With stream=True, OpenAI returns Server-Sent Events (SSE) chunks. Each chunk may contain delta.content—append until finish_reason is set (stop, length, tool_calls, etc.).

Time to first token (TTFT) — measure from request start to first non-empty delta; this is what users feel.
Final usage — some streams include a last chunk with usage; if missing, count tokens client-side or accept approximate billing from provider dashboards.
Partial failures — network drop mid-stream may leave half an answer in the UI; persist incrementally and offer retry.
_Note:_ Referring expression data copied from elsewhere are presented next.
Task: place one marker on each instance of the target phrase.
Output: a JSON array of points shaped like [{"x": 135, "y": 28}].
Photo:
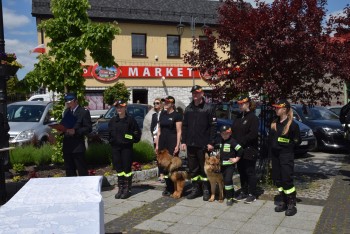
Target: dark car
[
  {"x": 324, "y": 123},
  {"x": 335, "y": 109},
  {"x": 227, "y": 113},
  {"x": 138, "y": 111}
]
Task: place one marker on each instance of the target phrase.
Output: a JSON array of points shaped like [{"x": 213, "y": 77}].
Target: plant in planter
[{"x": 9, "y": 64}]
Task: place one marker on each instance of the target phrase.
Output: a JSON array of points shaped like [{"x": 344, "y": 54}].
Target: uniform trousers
[
  {"x": 283, "y": 169},
  {"x": 122, "y": 159},
  {"x": 247, "y": 174},
  {"x": 74, "y": 162}
]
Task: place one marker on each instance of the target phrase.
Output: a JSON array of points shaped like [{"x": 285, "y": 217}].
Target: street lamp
[
  {"x": 3, "y": 110},
  {"x": 180, "y": 29}
]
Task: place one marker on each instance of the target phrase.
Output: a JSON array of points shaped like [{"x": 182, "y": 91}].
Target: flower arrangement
[{"x": 9, "y": 59}]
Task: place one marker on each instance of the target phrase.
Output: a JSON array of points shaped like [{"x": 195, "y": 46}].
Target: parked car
[
  {"x": 97, "y": 114},
  {"x": 138, "y": 111},
  {"x": 324, "y": 123},
  {"x": 227, "y": 113},
  {"x": 29, "y": 120},
  {"x": 335, "y": 109}
]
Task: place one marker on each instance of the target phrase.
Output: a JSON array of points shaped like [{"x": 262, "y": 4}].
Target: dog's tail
[{"x": 176, "y": 163}]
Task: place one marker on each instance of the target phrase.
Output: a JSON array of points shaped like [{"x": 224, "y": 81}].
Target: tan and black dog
[
  {"x": 172, "y": 165},
  {"x": 212, "y": 168}
]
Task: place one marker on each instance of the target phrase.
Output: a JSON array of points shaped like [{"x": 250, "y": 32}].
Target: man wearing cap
[
  {"x": 78, "y": 123},
  {"x": 123, "y": 133},
  {"x": 198, "y": 136},
  {"x": 284, "y": 137},
  {"x": 245, "y": 130}
]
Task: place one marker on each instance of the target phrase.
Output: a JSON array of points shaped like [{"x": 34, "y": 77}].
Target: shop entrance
[{"x": 140, "y": 96}]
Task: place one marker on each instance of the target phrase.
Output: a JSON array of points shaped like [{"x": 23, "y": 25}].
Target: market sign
[{"x": 142, "y": 72}]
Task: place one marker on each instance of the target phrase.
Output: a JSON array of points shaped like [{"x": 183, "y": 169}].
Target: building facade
[{"x": 149, "y": 50}]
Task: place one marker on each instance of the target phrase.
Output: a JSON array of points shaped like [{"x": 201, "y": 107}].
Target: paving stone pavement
[
  {"x": 323, "y": 191},
  {"x": 148, "y": 212}
]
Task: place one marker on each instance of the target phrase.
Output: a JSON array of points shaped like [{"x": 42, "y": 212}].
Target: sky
[{"x": 21, "y": 37}]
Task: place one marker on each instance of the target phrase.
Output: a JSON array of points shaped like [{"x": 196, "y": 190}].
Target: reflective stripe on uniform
[
  {"x": 127, "y": 136},
  {"x": 227, "y": 148},
  {"x": 196, "y": 178},
  {"x": 289, "y": 191},
  {"x": 226, "y": 163},
  {"x": 128, "y": 174},
  {"x": 283, "y": 140},
  {"x": 238, "y": 147}
]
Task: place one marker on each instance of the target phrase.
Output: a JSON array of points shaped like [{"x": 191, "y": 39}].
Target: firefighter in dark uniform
[
  {"x": 230, "y": 154},
  {"x": 284, "y": 137},
  {"x": 78, "y": 122},
  {"x": 123, "y": 133},
  {"x": 245, "y": 130},
  {"x": 198, "y": 136},
  {"x": 168, "y": 136}
]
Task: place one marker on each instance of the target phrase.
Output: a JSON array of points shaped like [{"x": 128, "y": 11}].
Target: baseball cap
[
  {"x": 225, "y": 128},
  {"x": 69, "y": 97},
  {"x": 169, "y": 99},
  {"x": 197, "y": 88},
  {"x": 282, "y": 104},
  {"x": 243, "y": 99},
  {"x": 119, "y": 103}
]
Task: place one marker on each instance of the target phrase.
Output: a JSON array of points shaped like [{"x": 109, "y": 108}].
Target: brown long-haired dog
[
  {"x": 212, "y": 168},
  {"x": 172, "y": 165}
]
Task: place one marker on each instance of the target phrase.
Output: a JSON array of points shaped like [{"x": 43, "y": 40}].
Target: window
[
  {"x": 138, "y": 45},
  {"x": 173, "y": 45}
]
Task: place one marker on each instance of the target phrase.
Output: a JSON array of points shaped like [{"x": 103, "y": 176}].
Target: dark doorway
[{"x": 140, "y": 96}]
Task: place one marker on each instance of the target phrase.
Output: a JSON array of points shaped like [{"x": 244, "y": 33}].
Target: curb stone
[{"x": 137, "y": 176}]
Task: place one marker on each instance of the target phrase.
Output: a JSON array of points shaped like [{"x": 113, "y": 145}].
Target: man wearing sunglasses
[
  {"x": 158, "y": 107},
  {"x": 77, "y": 120}
]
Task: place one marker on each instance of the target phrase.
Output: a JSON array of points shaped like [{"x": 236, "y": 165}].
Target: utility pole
[{"x": 3, "y": 110}]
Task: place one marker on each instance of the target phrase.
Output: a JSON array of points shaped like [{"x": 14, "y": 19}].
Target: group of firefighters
[{"x": 195, "y": 133}]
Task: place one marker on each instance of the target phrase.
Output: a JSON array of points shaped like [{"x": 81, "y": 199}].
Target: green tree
[
  {"x": 117, "y": 91},
  {"x": 72, "y": 35}
]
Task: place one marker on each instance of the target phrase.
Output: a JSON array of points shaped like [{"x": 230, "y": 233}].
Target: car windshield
[
  {"x": 25, "y": 113},
  {"x": 134, "y": 111},
  {"x": 110, "y": 113},
  {"x": 318, "y": 113}
]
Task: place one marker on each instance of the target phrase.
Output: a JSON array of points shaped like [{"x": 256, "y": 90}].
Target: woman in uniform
[
  {"x": 284, "y": 136},
  {"x": 169, "y": 135},
  {"x": 123, "y": 133},
  {"x": 245, "y": 131}
]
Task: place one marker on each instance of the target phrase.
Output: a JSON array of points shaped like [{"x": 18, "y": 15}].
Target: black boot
[
  {"x": 196, "y": 191},
  {"x": 127, "y": 188},
  {"x": 282, "y": 204},
  {"x": 120, "y": 187},
  {"x": 206, "y": 190},
  {"x": 169, "y": 187},
  {"x": 291, "y": 204}
]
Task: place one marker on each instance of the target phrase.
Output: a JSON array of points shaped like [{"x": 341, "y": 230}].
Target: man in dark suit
[{"x": 77, "y": 120}]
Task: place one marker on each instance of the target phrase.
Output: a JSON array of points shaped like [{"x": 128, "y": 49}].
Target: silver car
[{"x": 29, "y": 120}]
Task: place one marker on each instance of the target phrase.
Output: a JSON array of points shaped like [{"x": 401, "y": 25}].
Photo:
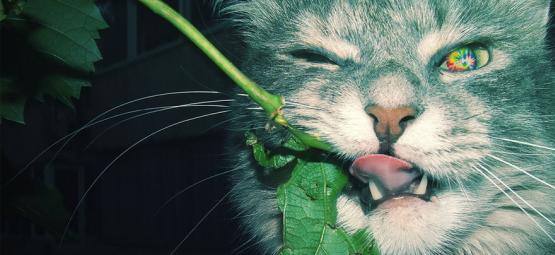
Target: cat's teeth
[
  {"x": 375, "y": 191},
  {"x": 421, "y": 189}
]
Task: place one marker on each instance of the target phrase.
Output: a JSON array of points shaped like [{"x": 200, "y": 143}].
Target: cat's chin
[{"x": 401, "y": 202}]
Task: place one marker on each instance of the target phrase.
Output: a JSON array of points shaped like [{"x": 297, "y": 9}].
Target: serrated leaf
[
  {"x": 308, "y": 203},
  {"x": 265, "y": 158},
  {"x": 11, "y": 104},
  {"x": 67, "y": 30},
  {"x": 63, "y": 30}
]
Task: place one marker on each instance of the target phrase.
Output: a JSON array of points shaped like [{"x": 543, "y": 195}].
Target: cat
[{"x": 455, "y": 95}]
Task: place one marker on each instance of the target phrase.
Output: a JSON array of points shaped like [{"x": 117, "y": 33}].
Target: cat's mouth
[{"x": 391, "y": 181}]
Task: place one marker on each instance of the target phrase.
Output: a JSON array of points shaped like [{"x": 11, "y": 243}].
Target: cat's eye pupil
[
  {"x": 312, "y": 57},
  {"x": 467, "y": 58},
  {"x": 463, "y": 59}
]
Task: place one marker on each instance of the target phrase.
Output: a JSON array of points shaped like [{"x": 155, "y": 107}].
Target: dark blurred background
[{"x": 143, "y": 56}]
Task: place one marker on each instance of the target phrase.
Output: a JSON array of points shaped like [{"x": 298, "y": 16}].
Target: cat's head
[{"x": 455, "y": 89}]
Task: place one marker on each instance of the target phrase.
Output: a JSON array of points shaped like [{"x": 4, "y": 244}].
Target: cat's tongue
[{"x": 393, "y": 173}]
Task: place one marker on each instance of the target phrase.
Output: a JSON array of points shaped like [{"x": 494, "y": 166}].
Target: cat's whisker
[
  {"x": 519, "y": 154},
  {"x": 462, "y": 188},
  {"x": 521, "y": 170},
  {"x": 97, "y": 178},
  {"x": 95, "y": 120},
  {"x": 524, "y": 143},
  {"x": 174, "y": 196},
  {"x": 241, "y": 248},
  {"x": 516, "y": 203},
  {"x": 199, "y": 222},
  {"x": 289, "y": 102},
  {"x": 516, "y": 194},
  {"x": 160, "y": 109}
]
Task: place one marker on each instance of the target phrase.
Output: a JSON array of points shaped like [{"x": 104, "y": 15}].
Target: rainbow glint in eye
[
  {"x": 467, "y": 58},
  {"x": 462, "y": 59}
]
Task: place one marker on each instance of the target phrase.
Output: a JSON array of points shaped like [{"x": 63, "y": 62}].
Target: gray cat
[{"x": 440, "y": 110}]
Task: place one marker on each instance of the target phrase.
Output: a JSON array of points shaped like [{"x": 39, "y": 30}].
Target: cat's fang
[
  {"x": 422, "y": 186},
  {"x": 375, "y": 191}
]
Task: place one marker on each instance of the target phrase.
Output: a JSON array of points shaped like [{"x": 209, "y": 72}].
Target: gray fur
[{"x": 461, "y": 119}]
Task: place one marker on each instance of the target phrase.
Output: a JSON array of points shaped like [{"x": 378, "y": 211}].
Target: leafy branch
[
  {"x": 272, "y": 104},
  {"x": 308, "y": 199},
  {"x": 52, "y": 39}
]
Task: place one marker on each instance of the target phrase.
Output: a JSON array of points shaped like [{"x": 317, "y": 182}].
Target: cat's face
[{"x": 347, "y": 67}]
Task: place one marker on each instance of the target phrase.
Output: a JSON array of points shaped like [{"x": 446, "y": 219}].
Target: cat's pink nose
[{"x": 393, "y": 173}]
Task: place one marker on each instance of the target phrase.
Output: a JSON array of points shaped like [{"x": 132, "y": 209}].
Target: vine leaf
[
  {"x": 60, "y": 31},
  {"x": 67, "y": 30}
]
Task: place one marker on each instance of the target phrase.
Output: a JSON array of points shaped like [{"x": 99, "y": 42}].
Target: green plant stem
[{"x": 272, "y": 104}]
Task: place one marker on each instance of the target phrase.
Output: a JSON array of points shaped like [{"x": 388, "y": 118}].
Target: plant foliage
[
  {"x": 308, "y": 200},
  {"x": 52, "y": 39}
]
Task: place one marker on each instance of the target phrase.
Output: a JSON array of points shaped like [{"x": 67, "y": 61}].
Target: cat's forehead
[{"x": 389, "y": 23}]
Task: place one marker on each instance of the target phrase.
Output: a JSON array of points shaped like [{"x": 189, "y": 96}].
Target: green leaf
[
  {"x": 265, "y": 158},
  {"x": 41, "y": 205},
  {"x": 308, "y": 203},
  {"x": 67, "y": 30}
]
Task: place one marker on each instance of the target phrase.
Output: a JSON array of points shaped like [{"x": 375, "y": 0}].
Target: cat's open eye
[
  {"x": 312, "y": 57},
  {"x": 465, "y": 58}
]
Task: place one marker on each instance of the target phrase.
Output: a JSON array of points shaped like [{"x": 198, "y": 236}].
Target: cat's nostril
[{"x": 390, "y": 122}]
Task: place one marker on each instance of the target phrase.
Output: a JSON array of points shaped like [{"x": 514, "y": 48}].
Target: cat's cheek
[{"x": 423, "y": 228}]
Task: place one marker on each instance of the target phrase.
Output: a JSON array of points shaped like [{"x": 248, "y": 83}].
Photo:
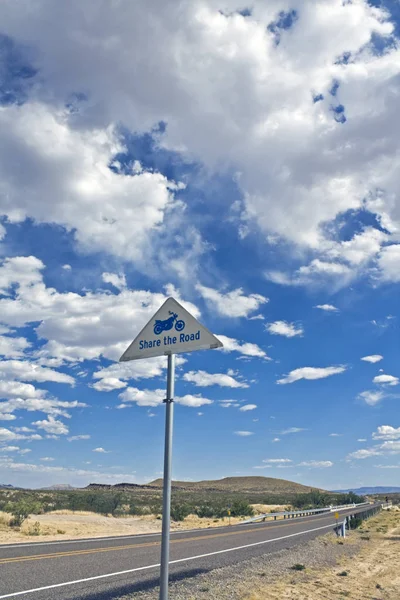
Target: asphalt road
[{"x": 107, "y": 568}]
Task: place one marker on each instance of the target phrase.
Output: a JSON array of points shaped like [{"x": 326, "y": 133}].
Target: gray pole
[{"x": 166, "y": 516}]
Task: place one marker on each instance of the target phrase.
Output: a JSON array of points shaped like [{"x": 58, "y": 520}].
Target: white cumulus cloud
[
  {"x": 248, "y": 407},
  {"x": 285, "y": 329},
  {"x": 311, "y": 373},
  {"x": 232, "y": 304},
  {"x": 204, "y": 379},
  {"x": 372, "y": 358}
]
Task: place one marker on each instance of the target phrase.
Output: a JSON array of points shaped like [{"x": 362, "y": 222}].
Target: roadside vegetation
[{"x": 201, "y": 503}]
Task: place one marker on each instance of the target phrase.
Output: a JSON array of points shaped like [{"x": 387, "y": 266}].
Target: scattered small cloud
[
  {"x": 277, "y": 461},
  {"x": 316, "y": 464},
  {"x": 291, "y": 430},
  {"x": 386, "y": 380},
  {"x": 311, "y": 373},
  {"x": 117, "y": 281},
  {"x": 232, "y": 304},
  {"x": 372, "y": 397},
  {"x": 327, "y": 307},
  {"x": 285, "y": 329},
  {"x": 386, "y": 432},
  {"x": 52, "y": 426},
  {"x": 245, "y": 349},
  {"x": 373, "y": 358},
  {"x": 204, "y": 379}
]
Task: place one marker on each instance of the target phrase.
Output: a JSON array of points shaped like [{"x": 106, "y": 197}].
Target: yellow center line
[{"x": 17, "y": 559}]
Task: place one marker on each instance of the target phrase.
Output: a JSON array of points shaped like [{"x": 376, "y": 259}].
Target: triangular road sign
[{"x": 172, "y": 330}]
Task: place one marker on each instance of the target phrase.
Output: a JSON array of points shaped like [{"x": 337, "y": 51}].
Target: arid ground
[{"x": 65, "y": 524}]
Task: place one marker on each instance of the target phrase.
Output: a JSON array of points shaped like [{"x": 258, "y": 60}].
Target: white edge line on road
[
  {"x": 139, "y": 535},
  {"x": 172, "y": 562}
]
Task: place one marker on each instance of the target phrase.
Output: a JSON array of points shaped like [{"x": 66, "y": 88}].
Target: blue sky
[{"x": 244, "y": 160}]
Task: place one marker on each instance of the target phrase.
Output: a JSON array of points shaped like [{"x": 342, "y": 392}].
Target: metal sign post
[
  {"x": 171, "y": 331},
  {"x": 166, "y": 515}
]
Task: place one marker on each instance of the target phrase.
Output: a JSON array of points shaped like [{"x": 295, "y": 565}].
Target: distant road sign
[{"x": 172, "y": 330}]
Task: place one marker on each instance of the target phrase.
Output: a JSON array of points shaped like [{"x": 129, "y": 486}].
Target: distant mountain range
[
  {"x": 229, "y": 485},
  {"x": 371, "y": 490},
  {"x": 59, "y": 486}
]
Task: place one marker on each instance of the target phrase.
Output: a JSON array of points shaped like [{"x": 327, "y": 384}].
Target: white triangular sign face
[{"x": 172, "y": 330}]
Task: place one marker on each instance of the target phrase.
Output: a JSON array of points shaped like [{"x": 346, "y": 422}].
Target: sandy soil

stream = client.chat.completions.create(
    model="gpt-4o-mini",
    stream=True,
    messages=[{"role": "user", "content": "List three retry strategies."}],
)
for chunk in stream:
    delta = chunk.choices[0].delta.content or ""
    if delta:
        print(delta, end="", flush=True)

Flux<ChatResponse> flux = chatClient.prompt()
    .user("List three retry strategies.")
    .stream();

flux.map(r -> r.getResult().getOutput().getContent())
    .subscribe(token -> System.out.print(token));

Usage fields and billing

Non-streaming responses include usage:

prompt_tokens — all input tokens (system + history + user)
completion_tokens — generated output
total_tokens — sum; use for per-request cost estimate
prompt_tokens_details.cached_tokens — when prompt caching applies (long repeated system prompts)

⚠️ Pitfall

Ignoring finish_reason: "length". The model hit max_tokens mid-sentence— your JSON may be truncated and unparseable. Raise a user-visible error or retry with a higher cap; never silently treat partial output as success.

💡 Pro Tip

Pass user or a hashed tenant ID in metadata headers (OpenAI-Beta features aside) via your gateway, and store OpenAI’s x-request-id response header in logs—support tickets without it are painful.

Anthropic Messages API

Anthropic’s POST /v1/messages endpoint is the canonical surface for Claude. The biggest shape difference from OpenAI: system is a top-level string (or array of blocks), not a message role.

Request shape

Field	OpenAI equivalent	Notes
system	role: system message	String or content blocks; supports prompt caching on long system text
messages	messages (user/assistant only)	Alternating user/assistant turns; first must be user
max_tokens	max_tokens	Required on Anthropic—no implicit default
temperature	same	0–1 range on most models
tools	tools + tool_choice	JSON schema per tool; model returns tool_use blocks

Response content is an array of blocks, not a single string: {"type":"text","text":"..."} or {"type":"tool_use",...}. Your parser must iterate blocks—assuming content[0].text breaks when tools fire.

import anthropic

client = anthropic.Anthropic()
msg = client.messages.create(
    model="claude-3-5-sonnet-20241022",
    max_tokens=1024,
    temperature=0,
    system="You are a billing support agent. Never invent refund amounts.",
    messages=[
        {"role": "user", "content": "Was my March invoice prorated?"},
    ],
)
for block in msg.content:
    if block.type == "text":
        print(block.text)
print("input:", msg.usage.input_tokens, "output:", msg.usage.output_tokens)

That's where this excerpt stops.